I'd been seeing the previews for a long time, and was intrigued. The first Joker of this series, with Joaquin Phoenix, had punched me hard with its Gotham. I knew that place. Indeed I did. They'd filmed it in my old haunts around JCNJ and EWR, I found out later.
My YouTube dashboard started flickering some negative thumbnails even as the Bagdad marquee rolled over from Beetlejuice 2, which I'd also seen. Without much hesitation, I made a beeline for the theater.
What I was thinking during the film a lot was (a) wow, I hadn't expected a musical, with dance numbers, but with Lady Gaga I should have and (b) wow, what a canvas, what a work of art, like the Dutch masters.

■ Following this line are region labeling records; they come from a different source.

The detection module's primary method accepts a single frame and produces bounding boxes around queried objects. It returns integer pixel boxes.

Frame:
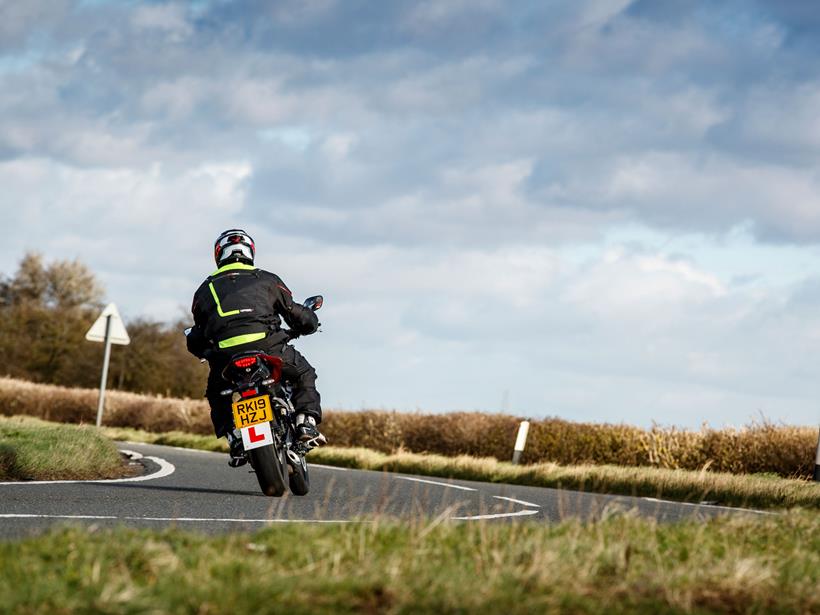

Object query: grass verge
[0,511,820,614]
[105,428,820,509]
[0,417,125,480]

However, in being so arty, I think it went over the line into David Lynch territory, which gets me thinking art cinemas (Bagdad is first run mainstream) but then I think of how Lynch movies are far from obscure; they're on a spectrum.

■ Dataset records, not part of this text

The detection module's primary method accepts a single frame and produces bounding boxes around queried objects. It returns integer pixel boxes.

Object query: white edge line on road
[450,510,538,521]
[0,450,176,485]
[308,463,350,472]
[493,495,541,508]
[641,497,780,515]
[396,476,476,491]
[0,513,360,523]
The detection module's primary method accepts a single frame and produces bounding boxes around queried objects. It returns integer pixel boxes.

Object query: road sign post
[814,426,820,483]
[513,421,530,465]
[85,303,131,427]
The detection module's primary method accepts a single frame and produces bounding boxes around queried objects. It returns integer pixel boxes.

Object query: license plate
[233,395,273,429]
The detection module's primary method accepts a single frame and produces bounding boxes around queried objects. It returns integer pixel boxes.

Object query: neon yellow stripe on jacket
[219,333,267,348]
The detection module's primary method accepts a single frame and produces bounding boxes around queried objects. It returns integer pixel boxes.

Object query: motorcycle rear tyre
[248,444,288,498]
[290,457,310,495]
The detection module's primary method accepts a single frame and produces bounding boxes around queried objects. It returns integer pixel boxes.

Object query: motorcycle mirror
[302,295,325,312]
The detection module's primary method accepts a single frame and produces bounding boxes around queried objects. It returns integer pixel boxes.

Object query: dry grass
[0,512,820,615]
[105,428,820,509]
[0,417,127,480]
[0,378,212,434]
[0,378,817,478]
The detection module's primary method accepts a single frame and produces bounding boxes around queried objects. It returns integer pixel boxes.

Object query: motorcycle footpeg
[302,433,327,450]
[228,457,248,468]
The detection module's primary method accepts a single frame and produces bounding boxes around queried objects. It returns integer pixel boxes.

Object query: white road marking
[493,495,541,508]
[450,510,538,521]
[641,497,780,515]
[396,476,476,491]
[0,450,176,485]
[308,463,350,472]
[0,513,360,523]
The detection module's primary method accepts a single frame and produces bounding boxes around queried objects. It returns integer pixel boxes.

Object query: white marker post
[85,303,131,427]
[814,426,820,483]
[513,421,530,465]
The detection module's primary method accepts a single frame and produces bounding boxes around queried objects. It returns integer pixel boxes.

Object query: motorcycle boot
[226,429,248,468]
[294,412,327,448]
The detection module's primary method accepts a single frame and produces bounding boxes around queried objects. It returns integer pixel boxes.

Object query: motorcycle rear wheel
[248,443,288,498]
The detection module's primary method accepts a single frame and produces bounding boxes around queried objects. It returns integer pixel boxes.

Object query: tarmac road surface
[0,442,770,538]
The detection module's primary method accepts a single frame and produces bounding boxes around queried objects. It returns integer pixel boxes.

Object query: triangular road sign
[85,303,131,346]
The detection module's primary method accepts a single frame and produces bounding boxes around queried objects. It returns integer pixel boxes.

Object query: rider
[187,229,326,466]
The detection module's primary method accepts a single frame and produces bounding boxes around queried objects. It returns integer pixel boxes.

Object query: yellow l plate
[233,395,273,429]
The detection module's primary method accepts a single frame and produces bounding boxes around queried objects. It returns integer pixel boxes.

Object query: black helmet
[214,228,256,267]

These Joker movies have become intensely psychological. The depiction of prison life and archetypes is priceless. The court scene is likewise every court scene, every trial. In terms of drama, this movie strives towards perfection, overshoots, compensates, and so on, perfection itself never attainable, by definition.
The musical numbers are clearly "in the Joker's head" but then the Joker has a lot of time to fantasize, and as the movie gets more and more unruly and surreal, one begins to wonder if "the Joker's head" is all there is. He's living the dream as they say, and a nightmare it is, but for the bright light of a fellow soul.
So yes, it's a love story on top of all that. I might delve into what the critics didn't like about it. It's not really an action thriller. Watching it takes actual patience, as the claustrophobia of the Gotham world is oppressive. I wouldn't call it a comfortable movie. But entertaining? Absolutely.